Key Takeaways on Cat Treat Expiration & Safety

To recap, following are the key facts and tips to remember about cat treat expiration, storage and safety:

  • Cat treats contain fats, proteins and moisture content that inevitably cause them to spoil over time, making expiration dates critical. Feeding expired treats poses major health dangers.
  • Different treat types last varying lengths – from just 3-5 days for homemade treats to 2+ years for freeze-dried types when stored properly.
  • Always store unopened treats in a cool, dry pantry in their original packaging. Once opened, refrigerate perishable varieties and use airtight containers.
  • Look for “sell by”, “use by” or “best by” dates on packages. Also check manufacturing and lot codes for back up.
  • Discard treats at the first sight of mold, foul odors, texture changes or other signs of spoilage regardless of the date. Don’t take risks.
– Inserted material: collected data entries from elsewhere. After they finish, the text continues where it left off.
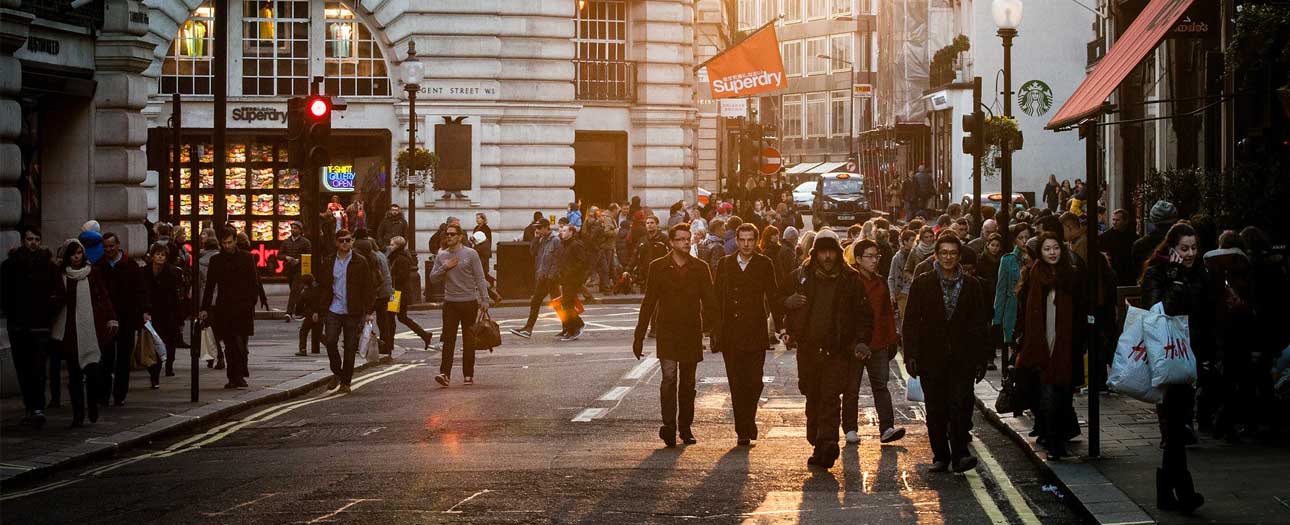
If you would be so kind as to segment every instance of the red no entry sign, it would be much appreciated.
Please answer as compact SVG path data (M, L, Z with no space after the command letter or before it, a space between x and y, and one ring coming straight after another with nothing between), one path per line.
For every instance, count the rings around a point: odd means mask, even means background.
M784 159L780 158L779 150L772 147L765 147L761 150L761 172L765 175L774 175L779 171L779 167L784 164Z

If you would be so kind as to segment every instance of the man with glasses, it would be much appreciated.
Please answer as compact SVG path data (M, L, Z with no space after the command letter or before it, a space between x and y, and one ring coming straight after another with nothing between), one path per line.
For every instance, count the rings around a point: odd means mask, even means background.
M905 437L905 429L895 424L895 412L891 407L891 392L887 390L887 378L891 375L889 361L896 356L896 311L892 306L891 293L887 290L887 281L878 274L878 243L870 239L861 239L855 244L856 269L860 271L860 287L868 299L866 306L873 312L873 333L867 341L856 344L855 359L847 372L847 390L842 396L842 430L846 431L847 443L859 443L859 401L860 381L865 372L869 373L869 388L873 390L874 409L878 412L879 441L891 443Z
M40 230L19 227L22 245L0 264L0 305L9 328L14 368L26 409L22 423L39 429L45 424L45 367L49 328L54 318L54 288L58 267L40 245Z
M210 269L206 270L197 318L210 319L215 337L224 345L228 361L228 384L224 388L247 388L246 378L251 375L247 339L255 333L255 302L260 297L255 256L237 248L237 230L232 226L220 230L219 244L220 252L211 257Z
M322 316L314 314L314 322L322 320L332 373L327 389L338 389L342 394L349 393L350 380L354 378L354 356L358 354L363 321L376 317L376 288L379 283L373 282L369 264L362 255L354 253L354 235L342 229L336 232L336 253L324 259L314 270L320 290L315 311L323 312ZM344 354L337 347L342 333L345 337Z
M538 312L546 304L548 295L560 295L560 268L556 265L556 252L560 248L560 236L551 231L551 221L538 218L535 222L533 238L529 240L529 254L533 256L533 298L529 301L529 318L523 328L512 328L511 333L525 339L533 337L533 325L537 324ZM560 330L563 338L568 335Z
M967 450L972 383L985 378L993 357L981 282L959 264L963 242L936 239L936 270L914 278L905 306L905 369L922 380L932 472L965 472L977 459Z
M645 334L651 324L657 324L655 353L663 372L659 387L663 426L658 429L658 437L668 447L675 447L678 430L685 444L698 442L691 429L694 375L703 361L703 332L721 333L721 321L708 264L690 255L690 225L681 223L669 228L667 239L670 255L649 263L650 279L636 320L632 353L636 359L644 355ZM656 313L658 318L654 319ZM757 333L764 334L765 327Z
M475 384L475 341L470 327L480 311L488 311L488 280L479 253L462 244L460 222L449 222L443 231L443 248L434 256L430 282L443 283L443 354L439 375L434 380L447 387L452 377L452 358L461 326L461 372L467 385Z

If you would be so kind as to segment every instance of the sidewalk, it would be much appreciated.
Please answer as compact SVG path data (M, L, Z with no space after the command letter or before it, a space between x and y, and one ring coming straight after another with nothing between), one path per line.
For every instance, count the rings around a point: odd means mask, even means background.
M257 326L257 330L265 328ZM21 425L23 405L20 396L0 399L0 487L10 489L14 483L39 477L55 469L90 460L109 457L166 435L203 425L209 421L256 405L280 401L324 385L330 378L327 353L297 357L292 337L259 336L251 338L250 371L247 390L225 390L228 381L224 370L206 368L200 363L200 392L197 403L190 399L190 358L180 349L175 360L175 376L161 377L159 390L149 389L148 373L130 374L130 392L124 406L100 409L99 421L87 419L83 428L70 428L72 408L68 400L66 378L63 380L62 408L45 412L48 422L39 431ZM276 340L274 340L276 339ZM403 354L397 345L395 357ZM357 358L355 369L373 366ZM65 374L64 374L65 376ZM48 390L46 390L48 391Z
M286 285L279 285L274 288L265 288L265 296L269 299L269 309L256 309L256 320L282 319L287 308L287 288ZM593 293L596 302L592 304L640 304L645 299L645 294L627 294L627 295L607 295ZM528 306L528 299L503 299L495 307L511 306ZM419 302L408 307L409 311L425 312L429 310L438 310L442 303Z
M1029 437L1029 416L1000 417L994 411L1000 372L976 385L986 417L1017 441L1031 458L1059 480L1064 497L1075 497L1098 523L1268 523L1290 522L1290 472L1287 444L1248 441L1229 445L1203 436L1187 449L1188 466L1205 505L1192 516L1156 509L1156 467L1160 430L1155 407L1119 394L1102 394L1101 457L1087 458L1088 396L1075 396L1083 434L1071 443L1073 458L1049 462Z

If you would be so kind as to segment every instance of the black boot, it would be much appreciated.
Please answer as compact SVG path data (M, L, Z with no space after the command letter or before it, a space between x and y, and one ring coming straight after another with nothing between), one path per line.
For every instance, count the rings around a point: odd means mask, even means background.
M1174 496L1178 498L1178 511L1183 514L1191 514L1192 511L1200 508L1205 504L1205 496L1196 492L1196 487L1192 485L1191 472L1181 471L1174 474Z
M1178 508L1178 498L1174 497L1174 487L1164 469L1156 469L1156 508L1174 510Z

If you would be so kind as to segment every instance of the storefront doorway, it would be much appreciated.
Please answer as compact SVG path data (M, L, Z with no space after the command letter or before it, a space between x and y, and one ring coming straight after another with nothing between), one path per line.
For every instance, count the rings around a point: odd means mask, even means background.
M575 200L601 208L627 201L627 133L578 131L573 152Z

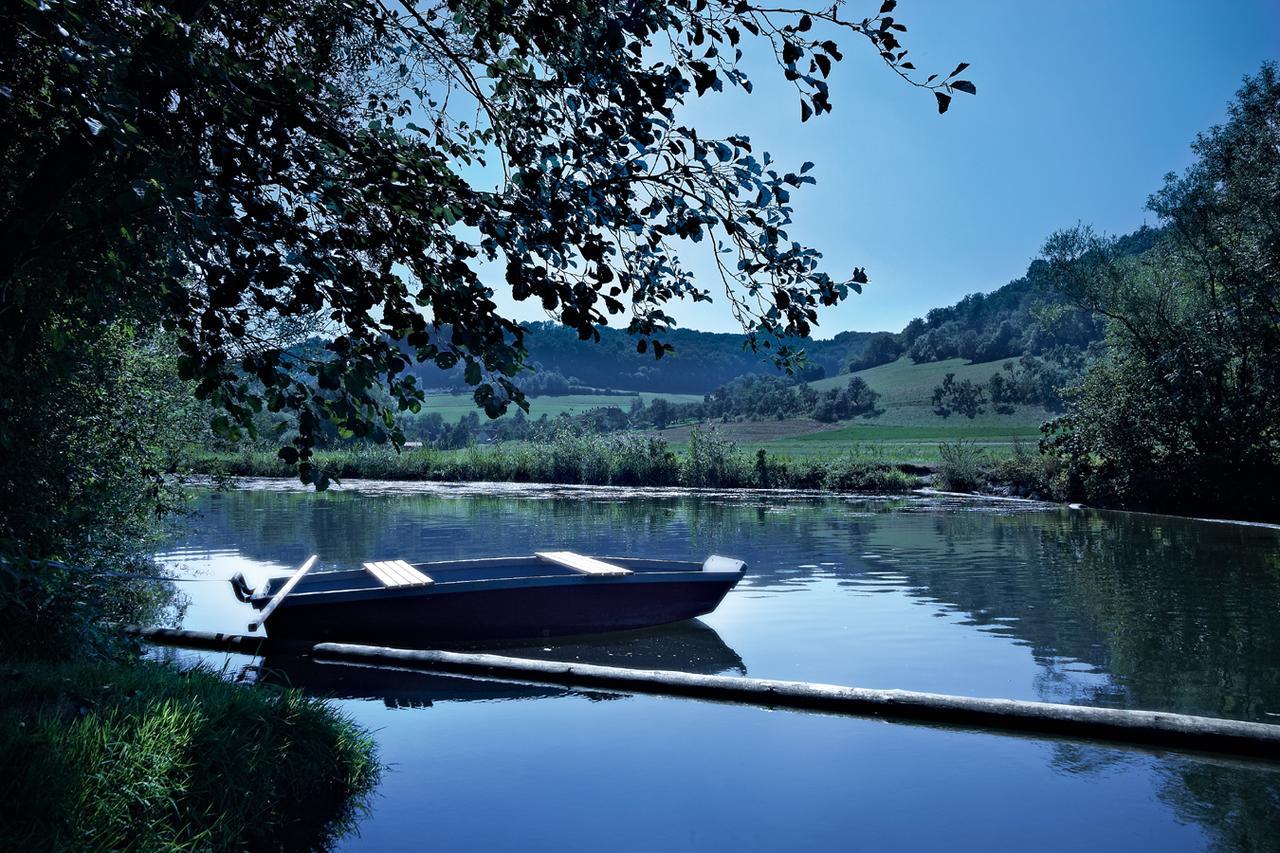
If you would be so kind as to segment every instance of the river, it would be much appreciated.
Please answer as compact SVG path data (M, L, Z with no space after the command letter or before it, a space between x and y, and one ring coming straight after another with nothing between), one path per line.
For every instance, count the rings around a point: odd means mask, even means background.
M927 496L281 481L199 493L186 627L320 567L746 560L700 623L511 651L1280 723L1280 531ZM191 657L188 655L188 657ZM388 765L351 850L1280 849L1280 769L1065 740L210 656L324 695Z

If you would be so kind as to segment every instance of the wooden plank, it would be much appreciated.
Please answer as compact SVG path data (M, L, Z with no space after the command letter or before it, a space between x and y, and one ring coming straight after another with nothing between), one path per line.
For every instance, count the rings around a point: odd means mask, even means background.
M415 586L427 586L428 584L435 583L435 579L432 578L431 575L423 574L404 560L396 560L395 563L400 571L413 579Z
M615 566L613 563L606 563L604 560L597 560L594 557L575 554L572 551L535 551L534 553L548 563L565 566L575 572L582 572L584 575L620 577L632 574L630 569L624 569L622 566Z
M280 587L279 592L271 596L271 600L267 602L267 606L262 608L262 612L258 614L257 621L249 623L250 631L258 630L258 626L265 623L267 618L270 617L272 613L275 613L276 608L280 606L280 602L284 601L285 596L293 592L293 588L298 585L298 581L302 580L303 575L311 571L311 567L316 564L317 559L318 556L316 554L312 554L305 563L298 567L298 570L293 573L293 576L284 582L284 586Z
M382 564L381 564L381 563L365 563L365 564L364 564L364 569L365 569L365 571L367 571L369 574L371 574L371 575L373 575L375 578L377 578L377 579L378 579L378 582L379 582L379 583L381 583L383 586L395 586L395 585L396 585L395 579L394 579L394 578L392 578L392 577L391 577L391 575L387 574L385 571L383 571L383 570L382 570Z
M422 581L414 577L413 567L404 560L387 560L382 563L382 568L396 579L399 586L420 586L422 584ZM408 571L405 571L406 569Z
M426 586L435 583L404 560L381 560L365 563L364 567L385 587Z
M387 563L387 568L395 572L400 578L400 583L405 586L422 586L425 582L422 575L404 560L391 560Z
M387 583L388 586L404 586L404 575L400 574L396 569L395 563L387 560L380 560L375 565L377 565L378 569L390 579Z

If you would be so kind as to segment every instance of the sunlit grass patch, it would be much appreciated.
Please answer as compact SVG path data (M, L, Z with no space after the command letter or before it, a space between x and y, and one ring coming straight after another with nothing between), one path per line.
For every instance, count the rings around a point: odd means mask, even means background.
M311 849L380 768L323 701L140 662L0 675L0 847Z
  • When in doubt, throw it out! Getting a fresh treat is better than an emergency vet visit from spoiled treats.
  • Wash hands before and after handling treats to prevent bacterial spread.
  • Avoid raw treats which may contain harmful bacteria. Cooking treats eliminates risks.
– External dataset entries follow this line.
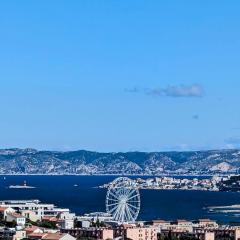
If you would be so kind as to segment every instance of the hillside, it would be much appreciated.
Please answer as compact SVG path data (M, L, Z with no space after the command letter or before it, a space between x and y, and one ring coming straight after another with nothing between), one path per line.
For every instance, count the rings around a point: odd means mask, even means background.
M215 174L238 173L240 150L195 152L0 150L0 174Z

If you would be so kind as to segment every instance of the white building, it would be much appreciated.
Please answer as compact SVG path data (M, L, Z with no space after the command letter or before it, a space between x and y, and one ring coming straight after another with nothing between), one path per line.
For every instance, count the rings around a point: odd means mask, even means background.
M31 210L21 210L21 214L22 216L24 216L25 218L36 222L38 220L41 220L41 218L39 217L39 215L36 214L35 211L31 211Z
M105 222L105 221L112 221L113 218L110 214L105 213L105 212L93 212L93 213L84 214L83 216L78 216L77 220L78 221L88 220L90 222L91 221Z
M91 222L88 220L81 221L82 228L89 228L91 226Z
M20 213L22 211L32 211L39 219L44 216L54 216L61 213L70 213L68 208L57 208L54 204L41 203L39 200L7 200L0 201L0 207L11 207Z
M13 213L15 210L11 207L0 207L0 213L2 214L2 218L6 219L7 213Z
M71 219L71 220L74 220L76 215L75 215L75 213L61 212L61 213L59 213L58 217L60 219Z
M18 213L7 213L6 216L6 221L7 222L13 222L15 221L17 225L19 226L24 226L26 224L26 218L23 217L22 215L18 214Z
M58 221L60 228L62 229L73 229L74 220L73 219L61 219Z
M26 238L26 231L16 231L15 235L13 236L13 240L21 240L23 238Z

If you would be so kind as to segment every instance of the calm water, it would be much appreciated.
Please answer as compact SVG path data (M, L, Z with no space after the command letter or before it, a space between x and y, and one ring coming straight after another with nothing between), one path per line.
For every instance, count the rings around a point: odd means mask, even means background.
M77 214L105 211L106 189L96 186L112 181L113 176L0 176L0 200L39 199L70 208ZM26 180L35 189L8 189ZM74 187L78 184L78 187ZM141 190L139 220L211 218L220 222L239 221L237 217L211 214L207 206L240 204L240 193Z

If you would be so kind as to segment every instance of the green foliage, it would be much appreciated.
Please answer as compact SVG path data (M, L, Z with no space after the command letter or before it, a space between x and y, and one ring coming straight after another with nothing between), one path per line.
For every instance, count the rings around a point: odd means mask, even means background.
M37 221L37 222L33 222L31 220L27 220L27 224L28 225L32 225L32 226L37 226L37 227L43 227L43 228L50 228L50 229L57 229L56 223L55 222L49 222L49 221Z
M40 221L33 222L33 221L31 221L30 219L27 218L26 219L26 224L33 225L33 226L39 226Z
M57 228L55 222L46 222L46 221L39 223L38 226L43 227L43 228L51 228L51 229L56 229Z

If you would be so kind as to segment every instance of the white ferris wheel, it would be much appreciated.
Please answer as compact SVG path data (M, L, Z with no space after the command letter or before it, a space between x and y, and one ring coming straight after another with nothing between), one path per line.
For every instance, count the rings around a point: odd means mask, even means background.
M119 177L110 183L106 210L119 223L135 222L140 211L140 194L134 181Z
  • Never exceed any expiration dates. Use by, Best by and Sell by dates indicate spoilage risk.
  • If your cat gets sick after eating treats, discard the entire remaining package.
  • Soft, moist treats last about 6-8 months. Crunchy biscuits last 9-12 months. Freeze-dried types last 18-24 months.
  • Once opened, reseal or refrigerate treats. Soft types last 5-7 days, crunchy 2-3 weeks, freeze-dried 3-4 weeks.
  • If mold is present anywhere, immediately discard the entire package of treats. Mold releases mycotoxins.
  • Store unopened treats in a cool, dry pantry away from heat, humidity and sunlight to maximize freshness.
  • Freeze homemade treats for long term storage. Refrigerate after making for up to 5-7 days.

By understanding all the science behind cat treat expiration, proper storage methods, shelf lives, expiration dates, signs of spoilage and safety tips provided in detail throughout this guide, cat owners can make well-informed decisions about their treats. Follow these best practices to reduce the risks of foodborne illness and keep your cat healthy. Discard expired treats as soon as they display any signs of age – your cat’s safety and wellbeing come first!